In a more traditional Atom processor announcement, the Atom x5 (Z8500 / Z8300) and x7 (Z8700) parts are based on Cherry Trail and a new core architecture called Airmont. As a successor to Silvermont, albeit based on Intel's latest 14nm process technology, the GPU portion of Cherry Trail will see the most significant performance improvements compared to current shipping parts.

These processors support 64-bit operating systems and include Intel 8th generation HD graphics, the same used in the Broadwell consumer processors available today. Obviously full, x86 Windows support is built-in, but Intel also will be pushing Android on them.

Intel Atom x5 and x7 Processor Platform Block Diagram

Compared to the Atom Z3975 at 1.59 GHz, an Atom x7-8700 running at 2.4 GHz is going to be about 2x faster in the GFXBench T-Rex benchmark and about 50% faster in 3DMark Ice Storm Unlimited.
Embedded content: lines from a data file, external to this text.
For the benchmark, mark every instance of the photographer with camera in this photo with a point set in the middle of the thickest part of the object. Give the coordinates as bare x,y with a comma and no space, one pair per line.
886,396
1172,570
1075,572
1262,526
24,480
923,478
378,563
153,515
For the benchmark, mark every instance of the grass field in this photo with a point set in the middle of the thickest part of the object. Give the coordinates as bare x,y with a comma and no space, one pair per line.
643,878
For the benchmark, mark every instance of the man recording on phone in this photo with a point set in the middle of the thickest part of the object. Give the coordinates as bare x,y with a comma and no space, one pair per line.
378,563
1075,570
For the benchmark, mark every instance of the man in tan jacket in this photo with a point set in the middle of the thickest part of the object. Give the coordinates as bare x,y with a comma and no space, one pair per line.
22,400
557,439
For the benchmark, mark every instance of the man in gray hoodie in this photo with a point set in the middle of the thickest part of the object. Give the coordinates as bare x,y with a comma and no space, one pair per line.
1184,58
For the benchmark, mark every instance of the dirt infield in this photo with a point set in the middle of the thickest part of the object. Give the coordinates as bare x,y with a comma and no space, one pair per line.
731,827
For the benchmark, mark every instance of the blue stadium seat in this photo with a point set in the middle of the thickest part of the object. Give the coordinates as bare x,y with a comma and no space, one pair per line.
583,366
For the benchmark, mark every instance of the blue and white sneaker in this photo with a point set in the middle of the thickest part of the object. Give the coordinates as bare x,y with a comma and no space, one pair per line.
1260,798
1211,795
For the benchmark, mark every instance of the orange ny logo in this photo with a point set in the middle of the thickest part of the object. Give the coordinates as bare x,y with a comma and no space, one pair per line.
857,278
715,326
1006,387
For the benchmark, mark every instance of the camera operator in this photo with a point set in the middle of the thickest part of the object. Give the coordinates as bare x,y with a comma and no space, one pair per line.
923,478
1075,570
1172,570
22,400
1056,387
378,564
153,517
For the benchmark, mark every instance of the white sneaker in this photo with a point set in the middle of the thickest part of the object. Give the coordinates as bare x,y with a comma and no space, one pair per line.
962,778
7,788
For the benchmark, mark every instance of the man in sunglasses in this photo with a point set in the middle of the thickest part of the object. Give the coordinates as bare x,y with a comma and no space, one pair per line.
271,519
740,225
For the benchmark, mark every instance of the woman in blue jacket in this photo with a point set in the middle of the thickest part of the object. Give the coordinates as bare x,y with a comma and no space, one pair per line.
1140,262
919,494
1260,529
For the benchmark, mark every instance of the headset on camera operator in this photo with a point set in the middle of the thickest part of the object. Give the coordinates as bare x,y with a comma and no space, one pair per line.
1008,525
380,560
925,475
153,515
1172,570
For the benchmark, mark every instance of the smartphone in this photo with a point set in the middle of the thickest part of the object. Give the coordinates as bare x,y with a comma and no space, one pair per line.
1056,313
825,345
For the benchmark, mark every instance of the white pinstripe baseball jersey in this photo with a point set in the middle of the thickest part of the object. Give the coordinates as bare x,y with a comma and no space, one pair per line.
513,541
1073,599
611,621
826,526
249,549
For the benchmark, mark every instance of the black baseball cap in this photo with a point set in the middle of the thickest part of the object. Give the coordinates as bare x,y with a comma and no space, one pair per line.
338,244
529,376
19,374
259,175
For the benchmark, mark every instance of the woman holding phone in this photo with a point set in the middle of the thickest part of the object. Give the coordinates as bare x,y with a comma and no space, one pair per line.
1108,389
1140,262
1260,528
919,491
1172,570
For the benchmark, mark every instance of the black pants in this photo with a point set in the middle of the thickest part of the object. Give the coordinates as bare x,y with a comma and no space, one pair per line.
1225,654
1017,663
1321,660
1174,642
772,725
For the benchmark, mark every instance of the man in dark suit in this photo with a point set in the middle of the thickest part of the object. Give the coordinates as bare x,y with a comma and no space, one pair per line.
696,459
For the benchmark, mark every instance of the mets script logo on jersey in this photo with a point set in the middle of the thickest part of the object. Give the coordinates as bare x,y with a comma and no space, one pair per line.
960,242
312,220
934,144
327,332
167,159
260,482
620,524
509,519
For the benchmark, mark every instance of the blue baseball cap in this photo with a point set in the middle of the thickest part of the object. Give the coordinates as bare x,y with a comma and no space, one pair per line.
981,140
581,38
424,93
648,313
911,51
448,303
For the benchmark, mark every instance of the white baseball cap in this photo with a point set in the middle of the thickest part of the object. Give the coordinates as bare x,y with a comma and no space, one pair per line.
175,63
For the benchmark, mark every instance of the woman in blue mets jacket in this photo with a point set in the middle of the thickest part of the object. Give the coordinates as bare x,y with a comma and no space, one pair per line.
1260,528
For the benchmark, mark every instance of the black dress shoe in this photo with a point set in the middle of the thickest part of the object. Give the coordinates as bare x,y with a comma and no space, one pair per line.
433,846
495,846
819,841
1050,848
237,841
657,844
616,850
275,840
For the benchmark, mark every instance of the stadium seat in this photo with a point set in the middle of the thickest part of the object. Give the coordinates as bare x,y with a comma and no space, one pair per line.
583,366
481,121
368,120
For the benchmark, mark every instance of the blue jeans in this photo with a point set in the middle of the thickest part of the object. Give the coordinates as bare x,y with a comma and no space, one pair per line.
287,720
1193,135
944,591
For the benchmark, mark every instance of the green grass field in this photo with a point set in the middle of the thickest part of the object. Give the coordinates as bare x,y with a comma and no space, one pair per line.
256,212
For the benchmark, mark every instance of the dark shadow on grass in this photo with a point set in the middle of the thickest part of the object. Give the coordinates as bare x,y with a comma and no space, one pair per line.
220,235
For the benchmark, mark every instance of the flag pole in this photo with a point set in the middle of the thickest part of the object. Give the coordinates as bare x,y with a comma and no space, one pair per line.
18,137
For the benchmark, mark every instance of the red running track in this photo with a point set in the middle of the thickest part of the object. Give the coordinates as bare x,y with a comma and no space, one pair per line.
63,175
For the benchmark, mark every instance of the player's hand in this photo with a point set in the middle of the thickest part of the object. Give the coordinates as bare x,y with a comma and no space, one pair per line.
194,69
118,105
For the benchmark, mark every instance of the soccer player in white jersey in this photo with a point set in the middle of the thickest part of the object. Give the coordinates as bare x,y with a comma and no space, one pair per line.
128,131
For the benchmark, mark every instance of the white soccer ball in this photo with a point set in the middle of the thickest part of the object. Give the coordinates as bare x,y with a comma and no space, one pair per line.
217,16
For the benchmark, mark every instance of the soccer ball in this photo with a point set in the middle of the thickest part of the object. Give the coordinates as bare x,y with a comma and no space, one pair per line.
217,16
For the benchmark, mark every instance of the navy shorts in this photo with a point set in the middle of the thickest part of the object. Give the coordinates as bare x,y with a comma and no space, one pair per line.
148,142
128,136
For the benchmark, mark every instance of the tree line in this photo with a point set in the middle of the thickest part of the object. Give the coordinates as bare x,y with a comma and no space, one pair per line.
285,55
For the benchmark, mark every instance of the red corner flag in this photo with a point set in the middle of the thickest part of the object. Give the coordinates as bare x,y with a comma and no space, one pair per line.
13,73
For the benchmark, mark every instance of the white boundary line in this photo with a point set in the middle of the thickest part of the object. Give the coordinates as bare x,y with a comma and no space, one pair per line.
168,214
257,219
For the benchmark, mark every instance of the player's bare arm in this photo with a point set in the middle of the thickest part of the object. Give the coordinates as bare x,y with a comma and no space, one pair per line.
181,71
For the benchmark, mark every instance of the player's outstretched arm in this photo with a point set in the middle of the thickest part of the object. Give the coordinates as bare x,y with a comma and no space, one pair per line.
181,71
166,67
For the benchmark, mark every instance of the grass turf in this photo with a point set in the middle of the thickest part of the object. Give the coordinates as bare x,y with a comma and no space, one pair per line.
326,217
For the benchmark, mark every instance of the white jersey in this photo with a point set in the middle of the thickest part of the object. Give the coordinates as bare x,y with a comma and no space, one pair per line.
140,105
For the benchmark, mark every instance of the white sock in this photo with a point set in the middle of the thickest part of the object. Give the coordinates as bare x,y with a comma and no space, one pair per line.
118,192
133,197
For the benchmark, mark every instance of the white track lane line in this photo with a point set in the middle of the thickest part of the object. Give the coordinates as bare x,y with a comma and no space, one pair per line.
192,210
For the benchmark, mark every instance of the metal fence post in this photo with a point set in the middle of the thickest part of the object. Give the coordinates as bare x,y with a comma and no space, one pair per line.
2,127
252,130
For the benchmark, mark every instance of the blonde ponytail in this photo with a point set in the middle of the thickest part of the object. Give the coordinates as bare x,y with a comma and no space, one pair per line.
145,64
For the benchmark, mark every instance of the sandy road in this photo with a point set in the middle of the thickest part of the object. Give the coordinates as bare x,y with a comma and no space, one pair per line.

Other than that metric, Intel isn't talking about the performance improvements of Cherry Trail but instead is focusing on the user experience, touting Intel RealSense, WiDi, and TrueKey as the reasons users will want this platform over others.

ASUS, Acer, Dell, HP, Lenovo, and Toshiba have all signed on to build devices based on the Atom x5 and x7, many due out before the middle of the year.

Along with the Atom x5 and Atom x7, Intel is promoting the use of the XMM 7360, an Cat-6 LTE modem capable of 450 Mbps downlink and carrier aggregation. This is a discrete modem, not built onto the same die or substrate as we saw with the Atom x3. Intel was honest on the conference call about this modem, acknowledging that though they are behind the leader, Qualcomm, in this space, the goal is to be months behind rather than years.

By the end of 2015, the Atom line will have been completely refreshed and revamped. Despite my demands that Intel move away from the name 'Atom' a couple of years back with the announcement of the Silvermont architecture, they are making good on the goals it continues to set for itself, even though all parties will admit that delays have hindered Intel's progression. Whether or not Intel has an answer for processors targeted at flagship smartphones is still in doubt though, and that might be the one gap that the company has in its lineup.